Item interactions dataset schema requirements (custom)
An Item interactions dataset stores historical and real-time data from interactions between users and items in your catalog. For information on the types of interactions data Amazon Personalize can use, see Item interaction data.
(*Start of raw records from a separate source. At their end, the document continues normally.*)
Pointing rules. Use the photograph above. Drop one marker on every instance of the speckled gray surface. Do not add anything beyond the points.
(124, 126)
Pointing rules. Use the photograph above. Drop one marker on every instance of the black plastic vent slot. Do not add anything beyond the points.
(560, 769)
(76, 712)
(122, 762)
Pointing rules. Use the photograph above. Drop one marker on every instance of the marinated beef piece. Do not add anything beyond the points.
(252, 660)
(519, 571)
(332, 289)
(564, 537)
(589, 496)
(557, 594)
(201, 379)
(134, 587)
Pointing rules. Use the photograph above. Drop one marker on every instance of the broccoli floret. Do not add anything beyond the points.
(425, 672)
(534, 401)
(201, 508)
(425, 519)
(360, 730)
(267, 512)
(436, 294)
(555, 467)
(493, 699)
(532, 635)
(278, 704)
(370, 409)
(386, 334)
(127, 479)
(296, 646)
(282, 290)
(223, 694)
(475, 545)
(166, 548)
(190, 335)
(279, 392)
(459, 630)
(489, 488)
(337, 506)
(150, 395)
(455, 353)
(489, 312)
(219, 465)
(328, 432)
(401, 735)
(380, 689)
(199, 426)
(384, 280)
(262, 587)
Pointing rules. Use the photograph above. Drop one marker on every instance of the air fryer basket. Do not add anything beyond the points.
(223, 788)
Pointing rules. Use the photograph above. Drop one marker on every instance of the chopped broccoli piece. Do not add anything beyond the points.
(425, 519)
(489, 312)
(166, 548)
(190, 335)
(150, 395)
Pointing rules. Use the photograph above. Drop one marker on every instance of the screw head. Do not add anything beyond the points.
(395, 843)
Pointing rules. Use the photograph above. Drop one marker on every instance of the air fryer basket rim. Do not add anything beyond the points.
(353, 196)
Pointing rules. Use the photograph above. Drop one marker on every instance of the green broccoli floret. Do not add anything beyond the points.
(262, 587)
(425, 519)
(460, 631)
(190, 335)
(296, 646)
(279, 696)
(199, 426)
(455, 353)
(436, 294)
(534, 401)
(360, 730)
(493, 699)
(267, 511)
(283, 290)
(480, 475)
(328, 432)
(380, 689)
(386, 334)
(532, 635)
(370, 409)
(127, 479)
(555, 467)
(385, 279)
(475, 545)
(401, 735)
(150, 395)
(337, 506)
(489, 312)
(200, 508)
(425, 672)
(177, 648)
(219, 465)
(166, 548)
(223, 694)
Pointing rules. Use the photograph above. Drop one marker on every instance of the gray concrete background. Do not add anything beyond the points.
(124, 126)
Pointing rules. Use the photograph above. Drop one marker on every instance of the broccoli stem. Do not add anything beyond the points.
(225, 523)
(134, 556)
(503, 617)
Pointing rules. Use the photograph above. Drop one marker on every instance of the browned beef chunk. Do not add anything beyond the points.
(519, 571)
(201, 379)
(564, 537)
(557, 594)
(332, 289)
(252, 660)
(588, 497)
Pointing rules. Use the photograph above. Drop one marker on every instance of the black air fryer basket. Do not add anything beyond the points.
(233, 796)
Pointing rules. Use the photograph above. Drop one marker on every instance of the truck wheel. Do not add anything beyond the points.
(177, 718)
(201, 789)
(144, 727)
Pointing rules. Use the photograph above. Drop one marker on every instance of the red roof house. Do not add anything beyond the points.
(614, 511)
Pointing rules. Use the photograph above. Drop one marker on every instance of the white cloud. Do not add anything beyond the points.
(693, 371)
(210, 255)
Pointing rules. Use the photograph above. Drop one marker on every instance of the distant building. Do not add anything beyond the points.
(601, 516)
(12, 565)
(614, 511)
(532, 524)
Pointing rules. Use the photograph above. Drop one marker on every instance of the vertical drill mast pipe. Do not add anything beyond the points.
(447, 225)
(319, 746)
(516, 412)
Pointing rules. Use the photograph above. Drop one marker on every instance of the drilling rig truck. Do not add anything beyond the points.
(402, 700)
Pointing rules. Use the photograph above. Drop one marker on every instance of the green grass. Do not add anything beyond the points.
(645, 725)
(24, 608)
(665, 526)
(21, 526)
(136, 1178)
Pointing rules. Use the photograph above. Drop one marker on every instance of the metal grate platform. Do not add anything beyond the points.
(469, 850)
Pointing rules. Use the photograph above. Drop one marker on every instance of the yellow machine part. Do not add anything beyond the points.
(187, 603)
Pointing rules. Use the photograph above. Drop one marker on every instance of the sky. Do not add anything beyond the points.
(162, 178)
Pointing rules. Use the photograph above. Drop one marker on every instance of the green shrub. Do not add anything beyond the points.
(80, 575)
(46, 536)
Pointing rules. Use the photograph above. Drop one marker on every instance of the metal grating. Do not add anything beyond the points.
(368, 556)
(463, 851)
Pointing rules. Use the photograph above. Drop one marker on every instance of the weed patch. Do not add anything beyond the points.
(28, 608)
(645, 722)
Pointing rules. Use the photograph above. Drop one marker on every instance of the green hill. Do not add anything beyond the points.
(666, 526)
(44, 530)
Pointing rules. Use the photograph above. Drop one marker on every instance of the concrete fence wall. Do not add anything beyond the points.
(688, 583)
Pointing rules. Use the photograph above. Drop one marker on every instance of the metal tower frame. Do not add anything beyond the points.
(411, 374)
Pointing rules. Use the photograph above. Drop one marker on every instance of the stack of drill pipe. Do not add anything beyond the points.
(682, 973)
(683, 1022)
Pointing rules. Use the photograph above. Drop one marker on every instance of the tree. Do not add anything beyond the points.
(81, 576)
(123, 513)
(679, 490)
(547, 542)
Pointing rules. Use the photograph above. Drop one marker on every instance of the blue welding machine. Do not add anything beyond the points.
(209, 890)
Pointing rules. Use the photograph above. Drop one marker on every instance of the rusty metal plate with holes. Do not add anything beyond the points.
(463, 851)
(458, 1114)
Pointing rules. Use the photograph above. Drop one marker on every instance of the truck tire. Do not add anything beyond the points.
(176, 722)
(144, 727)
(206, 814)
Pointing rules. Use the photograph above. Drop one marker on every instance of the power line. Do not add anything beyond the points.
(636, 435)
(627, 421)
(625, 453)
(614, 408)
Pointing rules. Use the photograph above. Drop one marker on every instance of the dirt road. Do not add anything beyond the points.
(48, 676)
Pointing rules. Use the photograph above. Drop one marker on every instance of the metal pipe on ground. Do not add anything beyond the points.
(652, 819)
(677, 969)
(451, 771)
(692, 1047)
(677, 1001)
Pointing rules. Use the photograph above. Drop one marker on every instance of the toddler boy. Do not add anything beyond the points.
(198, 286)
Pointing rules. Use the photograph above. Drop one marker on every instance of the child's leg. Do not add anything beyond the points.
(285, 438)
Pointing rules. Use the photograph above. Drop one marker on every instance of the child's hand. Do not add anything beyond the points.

The data you provide for each interaction must match your schema. Depending on your schema, interaction metadata can include empty/null values. At minimum, you must provide the following for each interaction:
-
User ID
-
Item ID
-
Timestamp (in Unix epoch time format)
You are free to add additional fields depending on your use case and your data. As long as the fields aren't listed as required or reserved, and the data types are listed in Schema data types, the field names and data types are up to you.
The maximum total number of optional metadata fields you can add to an Item interactions dataset, combined with total number of distinct event types in your Item interaction data, is 10. The metadata fields included in this count are EVENT_TYPE, EVENT_VALUE fields along with any custom metadata fields you add to your schema. The maximum number of metadata fields excluding reserved fields, such as IMPRESSION, is 5. Categorical values can have at most 1000 characters. If you have an interaction with a categorical value with more than 1000, your dataset import job will fail.
For more information on minimum requirements and maximum data limits for an Item interactions dataset, see Service quotas.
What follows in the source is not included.